I think it’s important to take a step back from the informative side and just explain why we take on this journey to become a classical singer.
I remember when I first realised I could sing classically; I’d started singing lessons with a new teacher who was based at my first high school and she had me sing scales. I just kept going higher and higher until she stopped and left the room, she returned 5 minutes later with the Head of Music and his colleague and said, “Listen to this!” It was such a buzz being paraded around in this way, but even better that all this fuss was coming from me doing something that felt very natural. It didn’t stop there either, like pretty much every student at a music conservatoire, I was very much a big fish in a small pond. I won prizes in local music festivals, sang solos for local choral societies and made a name for myself at school for my musical ability. In short, my singing ensured I was praised by many and in turn it made me feel great.
So this is why we sing; it feels so good!
Of course, as you get further in your field, the hard work really begins… All those big fish jump from their ponds into the Sea and find themselves swimming in a “school” of fish all trying to keep up with each other. Yes, it’s hard but it’s bloody exciting! And there are bigger oceans to jump into and bigger fish to fry (not sure how many fish puns I can get away with) and the only thing that can get you there is hard work.
And so, we get our kicks from this hard work and where we once got praised for singing Ave Maria in the school hall we start to fist pump when we’ve finally mastered a legato line after months of hammering it in the practise room.

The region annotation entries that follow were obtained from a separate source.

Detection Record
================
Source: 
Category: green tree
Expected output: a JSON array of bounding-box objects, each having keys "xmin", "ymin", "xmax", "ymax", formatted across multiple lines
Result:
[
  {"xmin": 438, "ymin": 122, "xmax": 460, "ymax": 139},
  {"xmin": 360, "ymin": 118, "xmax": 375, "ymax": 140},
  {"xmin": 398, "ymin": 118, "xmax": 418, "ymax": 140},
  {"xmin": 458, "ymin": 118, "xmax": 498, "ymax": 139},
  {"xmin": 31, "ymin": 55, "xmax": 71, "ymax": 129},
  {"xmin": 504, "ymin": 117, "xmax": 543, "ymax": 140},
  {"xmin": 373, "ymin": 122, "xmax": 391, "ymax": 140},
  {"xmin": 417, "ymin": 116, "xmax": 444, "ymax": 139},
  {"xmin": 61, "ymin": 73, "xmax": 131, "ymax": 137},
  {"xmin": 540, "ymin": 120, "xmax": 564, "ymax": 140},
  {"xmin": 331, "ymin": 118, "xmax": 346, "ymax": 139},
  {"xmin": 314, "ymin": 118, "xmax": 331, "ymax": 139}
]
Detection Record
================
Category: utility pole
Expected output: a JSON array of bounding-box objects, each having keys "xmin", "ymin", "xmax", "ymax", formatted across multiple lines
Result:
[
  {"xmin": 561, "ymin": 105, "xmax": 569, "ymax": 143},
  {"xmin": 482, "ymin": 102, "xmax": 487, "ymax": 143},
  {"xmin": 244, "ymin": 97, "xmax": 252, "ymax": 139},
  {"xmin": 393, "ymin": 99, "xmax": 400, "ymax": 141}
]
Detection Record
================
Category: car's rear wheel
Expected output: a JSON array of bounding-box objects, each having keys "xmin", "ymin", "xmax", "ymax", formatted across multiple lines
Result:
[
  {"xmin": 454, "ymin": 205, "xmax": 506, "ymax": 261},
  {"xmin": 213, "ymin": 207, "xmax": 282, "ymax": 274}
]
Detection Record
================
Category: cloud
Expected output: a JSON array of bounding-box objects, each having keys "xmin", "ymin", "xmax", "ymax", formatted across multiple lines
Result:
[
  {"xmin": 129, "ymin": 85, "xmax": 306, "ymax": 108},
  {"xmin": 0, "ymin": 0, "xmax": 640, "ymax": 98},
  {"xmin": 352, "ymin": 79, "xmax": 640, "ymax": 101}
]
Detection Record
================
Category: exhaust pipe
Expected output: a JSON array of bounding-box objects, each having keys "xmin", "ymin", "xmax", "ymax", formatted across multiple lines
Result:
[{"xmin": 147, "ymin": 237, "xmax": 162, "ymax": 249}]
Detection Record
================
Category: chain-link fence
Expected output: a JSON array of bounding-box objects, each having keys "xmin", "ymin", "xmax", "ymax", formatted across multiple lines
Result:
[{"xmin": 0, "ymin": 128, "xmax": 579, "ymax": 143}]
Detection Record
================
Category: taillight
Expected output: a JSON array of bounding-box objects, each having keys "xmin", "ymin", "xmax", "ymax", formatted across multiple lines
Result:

Ultimately, crossing that bridge from being the girl with the lovely voice to being an intelligent, accomplished singer is a journey I’m absolutely loving. Yes there are lows but the highs far outweigh them, especially if you view every difficult technique challenge as an exciting hill to climb.
At this point in my degree, some people are starting to express that they may not want to be singers in the future and I fully respect that. I know I had a wobble a couple of years ago when I’d convinced myself I’d never be good enough, but I changed my mind when singing just clicked back into place for me and I realised Trinity Laban was going to require more work than my little pond had!
When I first visited Trinity Laban on an Open Day, Linda Hirst, Head of the Vocal Department, said to us all, “You shouldn’t consider applying for a place on this program, unless singing is all you can think of doing and you eat, sleep and breathe it”
It’s so true! I came out of a particularly good singing lesson today, having sang my pieces for the upcoming Carmina Burana, I started to talk to Alison and my lesson buddy(we go to each other’s lessons to help coach each other and help each other practise), Mariona about what I thought could go wrong and how I was worried I wouldn’t be any good, that I had no dress to wear, that my Stetit was too staccato when I was told to “stop it!” They gave me lots of lovely reasons to enjoy the concert and convinced me to act the Diva for that hour… I have to admit that I can’t wait! I am so in love with singing and just look forward to the opportunity to perform!